ここまで読まれた方には説明不要と思うが、これまでの物語はどちらかというと「必殺仕事人」よろしく、主人公たちは巧みに影に隠れて悪人たちの知られたくない悪行を暴き出し、時には人情味のある、時には恐ろしい裁定を下すという筋書きだった。そして、基本的に一話ずつで完全に完結していたのであるが、今回の後編で紹介する「船幽霊」「死神或いは七人みさき」「老人火」は連続したストーリーになっている。ただ、「老人火」は全体のエピローグ的存在で、実質的には「舟幽霊」「死神或いは七人みさき」が、一つの長編小説となっていると言っていい。ちなみに「船幽霊」に入る前に前作の「芝右衛門狸」のエピソードが挟まっているので、時系列的には少々ややこしい。

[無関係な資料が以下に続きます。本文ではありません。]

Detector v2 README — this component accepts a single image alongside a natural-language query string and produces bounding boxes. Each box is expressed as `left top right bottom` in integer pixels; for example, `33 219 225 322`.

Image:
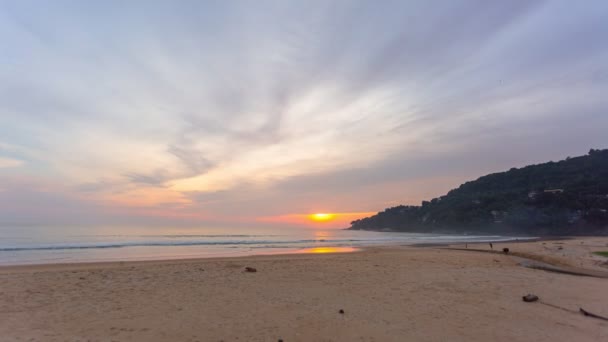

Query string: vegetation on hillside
349 149 608 235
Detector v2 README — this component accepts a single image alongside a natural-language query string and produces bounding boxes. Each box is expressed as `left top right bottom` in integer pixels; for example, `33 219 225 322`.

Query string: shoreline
0 236 543 270
0 246 366 272
3 236 607 283
0 247 362 274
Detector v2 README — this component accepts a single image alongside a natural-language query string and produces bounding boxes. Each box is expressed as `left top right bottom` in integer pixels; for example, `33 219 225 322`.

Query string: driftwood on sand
579 308 608 321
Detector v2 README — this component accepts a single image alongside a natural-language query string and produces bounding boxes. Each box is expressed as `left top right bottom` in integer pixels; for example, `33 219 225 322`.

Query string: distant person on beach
489 243 493 250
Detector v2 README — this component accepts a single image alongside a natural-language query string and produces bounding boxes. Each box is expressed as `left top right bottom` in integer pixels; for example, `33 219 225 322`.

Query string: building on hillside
543 189 564 194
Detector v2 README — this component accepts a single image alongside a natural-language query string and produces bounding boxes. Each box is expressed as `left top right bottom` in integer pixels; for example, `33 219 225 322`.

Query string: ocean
0 225 526 265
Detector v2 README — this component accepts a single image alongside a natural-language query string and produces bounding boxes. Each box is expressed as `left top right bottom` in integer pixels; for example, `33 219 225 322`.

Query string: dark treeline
349 149 608 236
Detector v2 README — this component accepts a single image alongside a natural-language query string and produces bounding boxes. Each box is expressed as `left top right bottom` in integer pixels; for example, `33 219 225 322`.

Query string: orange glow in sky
256 212 376 228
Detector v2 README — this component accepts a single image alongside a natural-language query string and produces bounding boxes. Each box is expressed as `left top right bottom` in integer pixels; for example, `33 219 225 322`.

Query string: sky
1 0 607 228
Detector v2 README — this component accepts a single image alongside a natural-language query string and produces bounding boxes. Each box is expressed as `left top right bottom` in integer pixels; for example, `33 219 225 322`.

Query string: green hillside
349 149 608 235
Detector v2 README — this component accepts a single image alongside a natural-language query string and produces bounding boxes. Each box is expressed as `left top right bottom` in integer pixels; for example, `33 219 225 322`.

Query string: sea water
0 225 527 265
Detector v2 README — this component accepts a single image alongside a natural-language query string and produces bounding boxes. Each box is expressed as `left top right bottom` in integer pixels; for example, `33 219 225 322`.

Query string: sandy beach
2 238 608 342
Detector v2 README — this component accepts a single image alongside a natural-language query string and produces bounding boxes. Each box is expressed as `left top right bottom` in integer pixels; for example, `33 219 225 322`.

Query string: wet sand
1 238 608 341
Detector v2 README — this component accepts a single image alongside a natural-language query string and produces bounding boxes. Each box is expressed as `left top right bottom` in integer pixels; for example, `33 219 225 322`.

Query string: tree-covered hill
349 149 608 235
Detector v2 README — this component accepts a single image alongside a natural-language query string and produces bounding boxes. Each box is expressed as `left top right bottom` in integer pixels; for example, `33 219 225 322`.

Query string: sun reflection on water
300 246 358 254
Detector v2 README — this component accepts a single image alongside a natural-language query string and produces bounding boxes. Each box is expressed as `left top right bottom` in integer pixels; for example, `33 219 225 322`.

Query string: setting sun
309 213 336 222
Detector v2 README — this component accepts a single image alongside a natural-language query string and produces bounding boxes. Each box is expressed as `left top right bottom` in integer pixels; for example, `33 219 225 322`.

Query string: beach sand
1 238 608 341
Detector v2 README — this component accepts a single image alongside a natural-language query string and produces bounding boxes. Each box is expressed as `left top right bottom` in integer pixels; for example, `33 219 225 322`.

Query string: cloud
0 1 607 225
0 177 102 225
167 144 215 175
0 157 22 168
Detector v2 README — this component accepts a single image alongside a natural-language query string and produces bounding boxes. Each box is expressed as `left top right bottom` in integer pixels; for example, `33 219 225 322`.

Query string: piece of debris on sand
522 294 539 302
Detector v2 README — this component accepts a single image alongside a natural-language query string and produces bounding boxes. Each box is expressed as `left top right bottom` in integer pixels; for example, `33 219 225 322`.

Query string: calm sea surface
0 225 527 265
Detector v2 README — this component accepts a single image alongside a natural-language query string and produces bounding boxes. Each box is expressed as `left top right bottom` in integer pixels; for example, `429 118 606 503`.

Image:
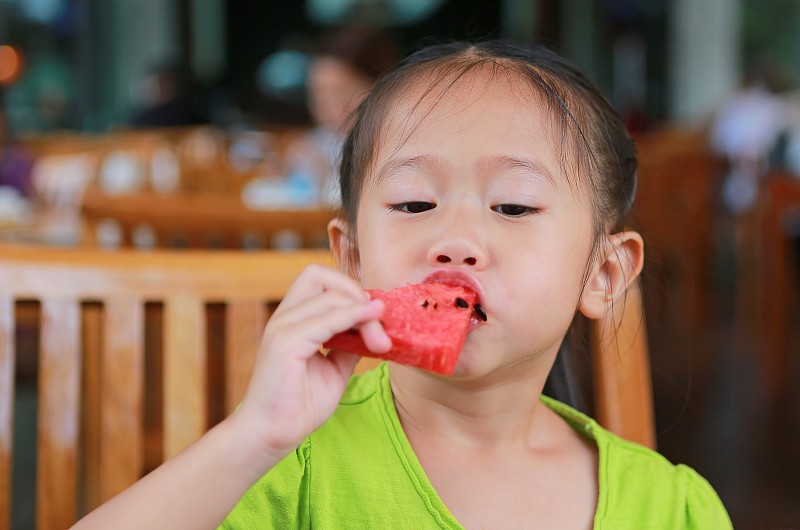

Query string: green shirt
221 363 732 529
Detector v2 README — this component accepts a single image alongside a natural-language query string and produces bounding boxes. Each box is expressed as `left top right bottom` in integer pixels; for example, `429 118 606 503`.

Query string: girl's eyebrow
374 154 448 183
374 154 556 186
478 154 556 186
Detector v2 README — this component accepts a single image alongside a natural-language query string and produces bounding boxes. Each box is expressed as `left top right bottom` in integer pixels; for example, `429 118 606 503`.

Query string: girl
76 40 731 529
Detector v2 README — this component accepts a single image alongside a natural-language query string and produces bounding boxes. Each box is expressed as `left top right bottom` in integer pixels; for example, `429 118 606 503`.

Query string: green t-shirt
221 363 731 529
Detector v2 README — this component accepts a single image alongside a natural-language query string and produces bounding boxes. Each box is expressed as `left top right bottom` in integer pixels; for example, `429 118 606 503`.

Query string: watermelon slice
323 283 478 375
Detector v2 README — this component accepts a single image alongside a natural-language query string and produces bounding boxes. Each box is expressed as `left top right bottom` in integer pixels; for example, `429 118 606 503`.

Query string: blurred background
1 0 799 528
2 0 788 134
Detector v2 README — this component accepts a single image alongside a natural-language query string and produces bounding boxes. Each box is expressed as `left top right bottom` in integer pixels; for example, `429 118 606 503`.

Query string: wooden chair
753 172 800 403
0 245 653 529
632 127 721 377
589 279 655 449
0 245 333 529
80 189 335 249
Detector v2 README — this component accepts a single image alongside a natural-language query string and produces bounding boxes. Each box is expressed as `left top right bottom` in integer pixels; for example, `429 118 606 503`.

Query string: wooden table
80 188 337 249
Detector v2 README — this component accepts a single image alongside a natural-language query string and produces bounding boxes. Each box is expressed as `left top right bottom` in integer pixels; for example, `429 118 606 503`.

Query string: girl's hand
72 265 390 529
233 264 391 467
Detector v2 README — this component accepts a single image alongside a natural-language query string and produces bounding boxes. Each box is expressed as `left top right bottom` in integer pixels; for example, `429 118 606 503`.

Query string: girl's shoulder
540 395 733 529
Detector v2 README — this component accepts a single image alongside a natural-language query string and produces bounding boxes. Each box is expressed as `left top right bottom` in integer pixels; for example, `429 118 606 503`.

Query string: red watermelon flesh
323 282 478 375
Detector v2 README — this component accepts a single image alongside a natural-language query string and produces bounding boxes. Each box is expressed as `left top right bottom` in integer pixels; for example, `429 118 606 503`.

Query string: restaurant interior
1 0 799 528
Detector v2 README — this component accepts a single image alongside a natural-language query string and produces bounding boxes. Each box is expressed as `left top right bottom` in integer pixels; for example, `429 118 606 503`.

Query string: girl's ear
327 217 361 280
578 231 644 319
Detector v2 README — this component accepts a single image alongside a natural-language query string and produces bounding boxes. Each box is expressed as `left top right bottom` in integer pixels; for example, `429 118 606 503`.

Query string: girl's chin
443 353 492 380
446 350 543 382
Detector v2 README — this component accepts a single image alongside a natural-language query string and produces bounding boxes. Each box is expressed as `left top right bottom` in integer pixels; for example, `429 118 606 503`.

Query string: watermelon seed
474 304 487 321
455 297 469 308
422 300 429 308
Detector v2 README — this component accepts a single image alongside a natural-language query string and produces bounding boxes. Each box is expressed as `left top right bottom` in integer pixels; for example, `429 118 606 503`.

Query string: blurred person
0 98 34 197
131 62 206 128
709 67 785 214
0 99 34 227
769 89 800 176
283 27 399 206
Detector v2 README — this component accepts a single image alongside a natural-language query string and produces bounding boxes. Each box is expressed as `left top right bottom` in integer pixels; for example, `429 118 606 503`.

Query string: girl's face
352 71 597 378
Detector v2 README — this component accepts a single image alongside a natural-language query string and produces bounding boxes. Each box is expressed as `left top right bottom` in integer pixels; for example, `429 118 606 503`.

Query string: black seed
433 302 438 309
379 320 385 327
455 297 469 308
474 304 487 321
422 300 429 308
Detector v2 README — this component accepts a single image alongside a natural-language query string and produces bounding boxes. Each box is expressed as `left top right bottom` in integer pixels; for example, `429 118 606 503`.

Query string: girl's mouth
473 303 487 322
467 308 486 331
422 269 487 326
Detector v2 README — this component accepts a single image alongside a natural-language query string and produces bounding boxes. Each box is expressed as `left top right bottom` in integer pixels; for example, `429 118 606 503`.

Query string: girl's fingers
257 264 392 375
324 349 361 379
270 265 393 354
356 316 392 353
272 289 379 330
277 264 367 312
273 291 392 353
280 298 385 347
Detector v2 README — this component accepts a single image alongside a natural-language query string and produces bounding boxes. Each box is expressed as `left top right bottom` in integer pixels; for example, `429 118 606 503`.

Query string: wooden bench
0 246 333 528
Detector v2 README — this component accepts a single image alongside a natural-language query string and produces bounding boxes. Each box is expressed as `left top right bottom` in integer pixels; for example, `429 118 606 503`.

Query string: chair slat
80 303 102 512
36 299 81 530
163 296 206 459
100 299 145 503
0 296 13 530
224 301 266 414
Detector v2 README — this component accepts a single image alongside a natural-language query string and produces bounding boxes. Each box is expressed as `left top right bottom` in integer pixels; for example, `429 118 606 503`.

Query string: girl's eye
492 204 539 217
389 201 436 214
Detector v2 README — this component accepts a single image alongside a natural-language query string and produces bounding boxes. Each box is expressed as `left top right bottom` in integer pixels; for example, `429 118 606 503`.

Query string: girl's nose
426 234 487 269
435 254 477 266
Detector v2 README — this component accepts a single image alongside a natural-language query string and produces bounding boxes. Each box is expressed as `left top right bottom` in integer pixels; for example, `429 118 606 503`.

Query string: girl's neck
389 359 554 451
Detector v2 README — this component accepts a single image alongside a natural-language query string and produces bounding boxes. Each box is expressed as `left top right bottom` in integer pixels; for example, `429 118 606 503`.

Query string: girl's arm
73 265 389 529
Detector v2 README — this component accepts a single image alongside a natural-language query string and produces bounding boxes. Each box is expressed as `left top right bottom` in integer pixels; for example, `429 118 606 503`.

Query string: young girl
76 40 732 529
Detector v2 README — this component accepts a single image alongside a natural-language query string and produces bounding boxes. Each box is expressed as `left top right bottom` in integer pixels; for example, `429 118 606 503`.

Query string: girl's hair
338 39 637 251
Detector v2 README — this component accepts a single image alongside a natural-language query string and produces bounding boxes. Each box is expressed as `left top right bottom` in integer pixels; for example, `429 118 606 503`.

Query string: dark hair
338 40 637 255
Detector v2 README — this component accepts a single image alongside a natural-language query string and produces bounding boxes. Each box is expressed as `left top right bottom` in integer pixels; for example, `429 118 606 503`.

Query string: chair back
0 245 332 529
632 128 720 352
0 245 655 529
754 171 800 402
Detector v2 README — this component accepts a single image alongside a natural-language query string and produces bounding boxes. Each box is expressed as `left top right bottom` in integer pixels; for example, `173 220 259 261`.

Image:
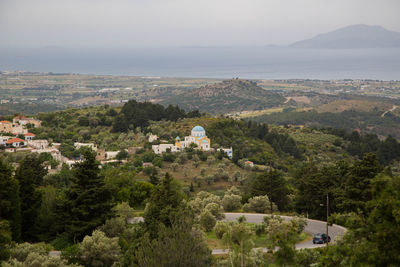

「船幽霊」は讃岐の国に足を踏み入れた考物の百介と山猫廻しのおぎんが藩を巻き込んだ大事件に巻き込まれるというお話で、これまで決して危ない目に合わなかった主人公達があわや……という立ち回りシーンが出てくるのが特徴的だ。さらに重要な登場人物として東雲右近(しののめうこん)という剣客が登場する。仕官の口を探して、ある老中から密命を受けるのだが、ひょんなことで上記の二人と行き会う。そして、物語は山奥に住む謎の集落の秘密を追いつつ、絶体絶命にの危機を大仕掛けで救うという内容だ。話の展開も派手で、ラストも少々強引だが大落ちがつく。
そして「死神或いは七人みさき」は200Pを超える長編で、内容も壮絶だ。のっけからかなり悲惨な展開になるのだが、ここから先は、何を書いてもネタバレになるので詳しくは書けない。概要は上記の藩全体を巻き込んだ、まさに「死神」の話となっている。このお話の猟奇性も飛びぬけていて、あまり思い出したくはない程のホラーな描写がある。続く「老人火」は哀切のある短いお話で、上記二つのお話とセットになっている。どちらにしても、ぐっと怖い話になっている。
これまで、どちらかというと登場人物の恨みや悲しみが原動力となっていた本シリーズだが、このお話はストレートに「絶対悪」的なものが描かれている。これは日本的な怪談としては結構珍しい。京極夏彦の考える「最凶」の存在とは何か? 海外で言えば悪魔となるのだろうか。そんな悪魔的キャラクターが登場する怖いお話、ぜひ、前作と合わせてじっくり読んでみて欲しい。